Reputation: 13614
I'm new to SQL and I don't understand performance implications. It seems like SQL databases store everything in a single place. Doesn't this mean that tables grow extremely large, very quickly? Won't this hurt performance?
Example Stackoverflow model, but with threaded comments:
CREATE TABLE t_users (
name varchar(80) primary key,
email varchar(80)
);
CREATE TABLE t_posts (
id varchar(80) primary key,
userid varchar(80) references t_users(name),
title varchar(80),
description text,
topic varchar(80),
path text
);
Is this a valid design? All posts of every user ever are stored in the same table... So if I want to query for all comments that have topic "programming", it would need to look through every single post, even through the posts that have different topics because they are all stored in the same table....this also means that if I make more complicated queries, they will exponentially grow slower the bigger my table on disk is. Wouldn't it be better to split every single post into a new table?
Upvotes: 0
Views: 146
Reputation: 1269603
The real answer to your question first two questions are "yes" and "no". "Yes", tables do grow quickly. And "no" this generally doesn't hurt performance.
Although you can think of a table as a single file that you scan to find results, SQL does much more than this. Almost all databases manage something called a page table, which means the following:
These two points, by themselves, are pretty hard (but not impossible) to implement in most programming languages. In addition, SQL gives you indexes and table partitions which can further speed up processing of a single table. And finally, most versions of SQL support multiple processors/threads for almost all their functions.
When it comes to combining results from multiple tables or aggregating results, a database has many person-years of effort in algorithms for doing joins and aggregations. It is unlikely that you would do better in this situation.
And, these capabilities don't touch on many other capabilities of relational databases, such as enforcing consistency in the data, backing up and restoring data, guaranteeing modifications, and so on.
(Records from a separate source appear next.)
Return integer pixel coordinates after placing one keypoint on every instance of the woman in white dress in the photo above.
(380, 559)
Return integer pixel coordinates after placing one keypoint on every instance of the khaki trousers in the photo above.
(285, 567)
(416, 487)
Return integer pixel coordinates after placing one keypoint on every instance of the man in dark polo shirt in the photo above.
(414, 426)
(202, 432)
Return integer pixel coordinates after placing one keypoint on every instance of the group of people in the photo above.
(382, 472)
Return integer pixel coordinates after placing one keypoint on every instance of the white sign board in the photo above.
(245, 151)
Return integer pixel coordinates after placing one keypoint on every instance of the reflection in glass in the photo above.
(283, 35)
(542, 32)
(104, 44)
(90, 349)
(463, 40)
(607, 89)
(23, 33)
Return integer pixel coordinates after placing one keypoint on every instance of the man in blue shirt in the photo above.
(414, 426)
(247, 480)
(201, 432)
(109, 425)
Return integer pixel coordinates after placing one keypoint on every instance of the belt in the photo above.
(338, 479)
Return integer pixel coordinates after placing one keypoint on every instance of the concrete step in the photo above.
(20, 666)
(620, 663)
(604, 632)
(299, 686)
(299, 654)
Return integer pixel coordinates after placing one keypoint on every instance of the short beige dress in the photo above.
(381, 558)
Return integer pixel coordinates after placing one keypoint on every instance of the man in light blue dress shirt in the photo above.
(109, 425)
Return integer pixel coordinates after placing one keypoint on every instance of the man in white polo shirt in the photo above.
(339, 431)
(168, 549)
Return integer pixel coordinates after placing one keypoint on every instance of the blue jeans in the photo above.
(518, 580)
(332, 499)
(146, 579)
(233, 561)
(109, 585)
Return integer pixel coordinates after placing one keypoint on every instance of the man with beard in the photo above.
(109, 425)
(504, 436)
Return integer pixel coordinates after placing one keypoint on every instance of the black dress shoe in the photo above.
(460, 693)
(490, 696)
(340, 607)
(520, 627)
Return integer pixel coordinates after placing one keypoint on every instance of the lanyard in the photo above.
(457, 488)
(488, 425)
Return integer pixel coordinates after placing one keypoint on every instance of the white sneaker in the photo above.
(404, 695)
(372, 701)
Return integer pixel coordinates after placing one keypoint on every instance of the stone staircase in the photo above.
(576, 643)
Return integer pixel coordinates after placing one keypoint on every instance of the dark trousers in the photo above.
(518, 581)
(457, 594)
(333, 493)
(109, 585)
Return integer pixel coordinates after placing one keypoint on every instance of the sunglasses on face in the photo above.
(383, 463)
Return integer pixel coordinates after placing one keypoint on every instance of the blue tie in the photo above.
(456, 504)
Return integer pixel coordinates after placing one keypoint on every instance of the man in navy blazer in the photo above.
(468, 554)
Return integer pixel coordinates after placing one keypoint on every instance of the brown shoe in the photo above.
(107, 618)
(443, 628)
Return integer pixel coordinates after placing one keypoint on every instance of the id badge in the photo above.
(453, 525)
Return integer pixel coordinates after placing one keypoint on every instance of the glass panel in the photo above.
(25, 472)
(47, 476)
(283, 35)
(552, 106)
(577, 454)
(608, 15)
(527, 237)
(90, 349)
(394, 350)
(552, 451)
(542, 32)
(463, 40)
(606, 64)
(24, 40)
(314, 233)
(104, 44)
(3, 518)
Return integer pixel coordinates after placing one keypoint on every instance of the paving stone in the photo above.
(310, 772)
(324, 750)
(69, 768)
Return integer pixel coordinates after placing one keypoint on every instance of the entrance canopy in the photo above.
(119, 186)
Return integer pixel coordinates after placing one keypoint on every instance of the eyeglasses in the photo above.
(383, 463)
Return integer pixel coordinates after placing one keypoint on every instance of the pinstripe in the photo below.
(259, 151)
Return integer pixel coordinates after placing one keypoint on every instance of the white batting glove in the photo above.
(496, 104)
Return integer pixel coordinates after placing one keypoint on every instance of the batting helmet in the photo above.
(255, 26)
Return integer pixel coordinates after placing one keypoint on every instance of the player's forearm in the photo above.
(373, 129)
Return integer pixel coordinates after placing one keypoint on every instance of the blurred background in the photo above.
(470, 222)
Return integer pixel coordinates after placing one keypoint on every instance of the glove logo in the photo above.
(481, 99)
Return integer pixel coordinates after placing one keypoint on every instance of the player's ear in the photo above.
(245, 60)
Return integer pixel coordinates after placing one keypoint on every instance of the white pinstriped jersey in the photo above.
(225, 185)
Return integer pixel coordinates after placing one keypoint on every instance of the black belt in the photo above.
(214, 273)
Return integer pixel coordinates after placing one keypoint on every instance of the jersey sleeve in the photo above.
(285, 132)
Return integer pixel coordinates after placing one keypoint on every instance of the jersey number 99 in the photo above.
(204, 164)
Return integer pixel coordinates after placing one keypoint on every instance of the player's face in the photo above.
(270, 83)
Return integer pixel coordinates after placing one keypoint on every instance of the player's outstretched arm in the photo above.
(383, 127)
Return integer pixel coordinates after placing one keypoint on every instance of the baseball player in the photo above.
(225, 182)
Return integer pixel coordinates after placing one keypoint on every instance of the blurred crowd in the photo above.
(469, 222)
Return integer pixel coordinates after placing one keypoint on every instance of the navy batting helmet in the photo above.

As for your table schema, it seems that you are getting started and it is fine. In general, I would recommend that your primary keys be named after the table and be integers. Your first table would then be:
CREATE TABLE users (
UserId int primary key,
name varchar(80),
email varchar(80)
);
And the UserId in the second table be declared an int. As a hint to why this is better, users may want to change their names from time to time.
Upvotes: 3
Reputation: 39763
The design is quasi-valid, but not completely:
t_users
would be better of having an autoincrement unsigned
int ID column. (A primary key on a name is almost ALWAYS a bad idea. People change names. People have the same names. Even countries change names sometimes! A numeric is almost always the best choice!)t_posts
can refer to that userID. Joins are now blazing fast.t_posts
has an ID primary key column (good!), but it's varchar (bad!). INT is better. BIGINT
if you need it.You will find your posts later might have multiple topics (stackoverflow "tags"). Don't put them CSV in a varchar field. Create a new table "topics" with ID, description, and a linking table "posts_to_topic" that links each post to one or more topics.
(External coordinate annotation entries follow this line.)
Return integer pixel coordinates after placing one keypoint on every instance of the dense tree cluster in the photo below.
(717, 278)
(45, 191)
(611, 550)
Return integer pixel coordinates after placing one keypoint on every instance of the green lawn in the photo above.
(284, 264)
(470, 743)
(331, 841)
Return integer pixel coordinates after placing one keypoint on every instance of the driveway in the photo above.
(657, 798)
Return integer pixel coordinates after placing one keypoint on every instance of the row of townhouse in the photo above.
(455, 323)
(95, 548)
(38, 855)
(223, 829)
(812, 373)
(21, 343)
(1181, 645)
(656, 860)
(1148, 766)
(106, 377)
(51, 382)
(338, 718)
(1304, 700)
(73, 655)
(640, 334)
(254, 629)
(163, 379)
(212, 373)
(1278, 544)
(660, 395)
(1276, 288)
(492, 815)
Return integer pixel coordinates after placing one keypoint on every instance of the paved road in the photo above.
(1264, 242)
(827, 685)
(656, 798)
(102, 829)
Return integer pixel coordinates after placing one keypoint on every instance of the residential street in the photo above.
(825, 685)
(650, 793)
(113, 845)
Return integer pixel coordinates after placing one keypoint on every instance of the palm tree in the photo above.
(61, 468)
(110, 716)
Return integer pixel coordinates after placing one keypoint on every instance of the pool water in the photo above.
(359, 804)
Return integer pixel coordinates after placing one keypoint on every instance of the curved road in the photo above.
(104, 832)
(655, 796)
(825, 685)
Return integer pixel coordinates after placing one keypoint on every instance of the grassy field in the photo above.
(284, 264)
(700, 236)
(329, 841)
What you need to read up on is indexes. If you want to query for all comments that have topic "programming", you'd usually have an index on the column "topic varchar(80)". This index is small (consider it a seperate table: it contains the indexed column(s) and the primary key), so your (R)DBMS can search it very quickly (tree-structure) and fetch all the primary keys it needs. Then, depending on what you select, the DBMS sends you the information:
I lied. In the last paragraph, I made it all much simpler that it really is. There is an optimiser that will look at the query and determine what indexes can be used. It will check the indexes - depending on the cardinality, table size, columns it might use it, or decide to scan the table anyway. If your table has variable row lengths, fetching the X-th row is much slower than when all rows have the same length (no VARCHAR). And all that depends on what (R)DBMS (or in MySQL, even on what storage engine) you use.
But read about indexes first, on the what, the why, and later the how. After that, you can study the exceptions deeper.
This is a very frequently made beginner mistake, and they go both ways:
Reading about indexes will tell you why this technically is a bad idea, but it's also less elegant on a logical scale: one table is meant to represent one entity (Books. Users. Posts. Pages) - splitting those will result in some very ugly queries. And if you ask someone why they are doing this, the reason is often "for speed", while an extra index on their decision-column would have had the same effect.
Think about it: if you make a post title for each user, write the query that lists the 10 most used topics, and how many posts each of those has. You will have to name every table!
Upvotes: 3
Reputation: 6356
Wouldn't it be better to split every single post into a new table?
No.
If your posts are in different tables, then you have to query hundreds, even thousands of different tables to find all the data.
Not to mention, in addition to the data (which would be the same size, no matter which table it's in), you have the overhead of the table itself.
Upvotes: 1